Sunday, February 8, 2009

blink 182 is no big deal

ok people. blink 182 is back. so? BLINK 182 IS NOT THE MESSIAH,  just another band from circa middle school. get over yourselves people, and get real lives. especially y'all who are in college which is CLOSE TO THE REAL WORLD. and for goodness' sake, they weren't even that good. fun to listen to, yes. good musically? not so much. ten years and nobody will actually remember/care what they did. there's a reason you hear so much about dead composers. what they wrote was real music. now get your asinine status updates out of my feed. some of us are actual adults.

brass rat

the 2011's had their ring premiere this weekend. i want my brass rat. really badly. but i have to wait an ENTIRE YEAR for premiere, and then a million more for the actual delivery. one reason it sucks to be a frosh.

Saturday, February 7, 2009

PHD comics

Piled Higher and Deeper
i love this strip. absurdly. it is making me afraid of grad school but it is awesome nonetheless. including shakespeare in the strip? a happy for me.
man i'm a dork.

kiki dunst

i was watching spiderman 2 this evening. that scene where mary jane goes running to peter in her wedding dress? and she's all smiley and pretty? i miss the old kirsten dunst. i feel like she's gotten really sad and shlumpy recently and i don't like it...
dear kiki dunst: please dress well and be happy again. we miss the old adorable you. muchly. love, the world.

Thursday, February 5, 2009

life = good (or, more randoms)

i have the most adorable bio TA ever. she's tiny and puerto rican. and adorable. honestly, i'm going to all her office hours just to hang out.
realized that the credit limit is actually a good thing, because if it didn't exist i would almost certainly be taking seven classes this semester instead of five. like, four humanities classes instead of two. i am officially a lunatic.
first choir rehearsal of the semester is tonight!
i have a 926-page course reader for my music analysis class. 926 pages of classical scores. the world has exploded in showers of epic and awesome.
in short, life = hella f'n sweet.

Tuesday, February 3, 2009

first day randoms

i am such a dork. i'm sitting at my computer listening to beethoven's 9th & reading the score along with it.
math TAs have god-awful accents. as if that weren't enough, SO DOES MY PROFESSOR.
i hate being re-taught vectors a million times in one day.
colored chalk makes me absurdly happy.
people need to learn that my having class is a non-negotiable state of affairs. if you want to talk to me, it will not kill you to wait till four like my away message tells you to. stop it.
i'm beginning to think in terms of facebook statuses. evidently i am on the internet way too much.
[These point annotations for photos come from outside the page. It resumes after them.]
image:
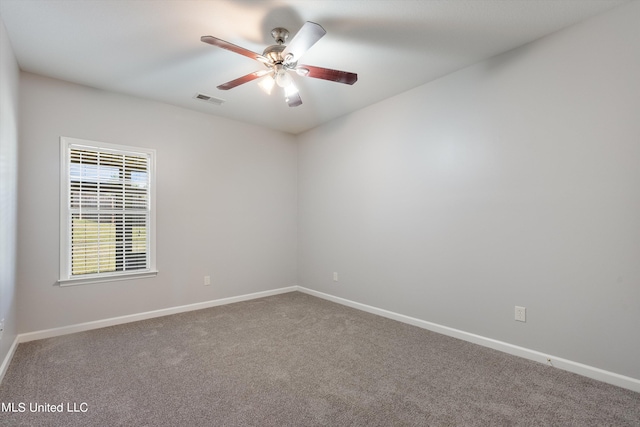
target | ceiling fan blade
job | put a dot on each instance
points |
(327, 74)
(308, 35)
(243, 79)
(233, 48)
I WILL NOT TWEET. really and truly.
i get such joy out of score reading it is hilarious why am i such a dork?
i like diet coke. it sparkles.
i refuse to make sense anymore.

Monday, February 2, 2009

shoedazzle

thanks to Ms. Fab, i've discovered ShoeDazzle.com. have to say, i'm lovin' the idea. basically you sign up and take a style-determining quiz, and each month Kim Kardashian's stylists pick out five pairs that they think you would like, and you can get one of the five for $39 if you so choose. now that's a lot of shoes, and i don't currently have space for all that. but nonetheless, i rather think i might sign up in the future...i do so love shoes =)

super bowl XLIII

i normally watch the super bowl for two things: the halftime show and the commercials. but last night's game was EPIC. to the point where i was actually glued to the screen from halftime on. i think i might actually make a habit of watching football now. i know, what?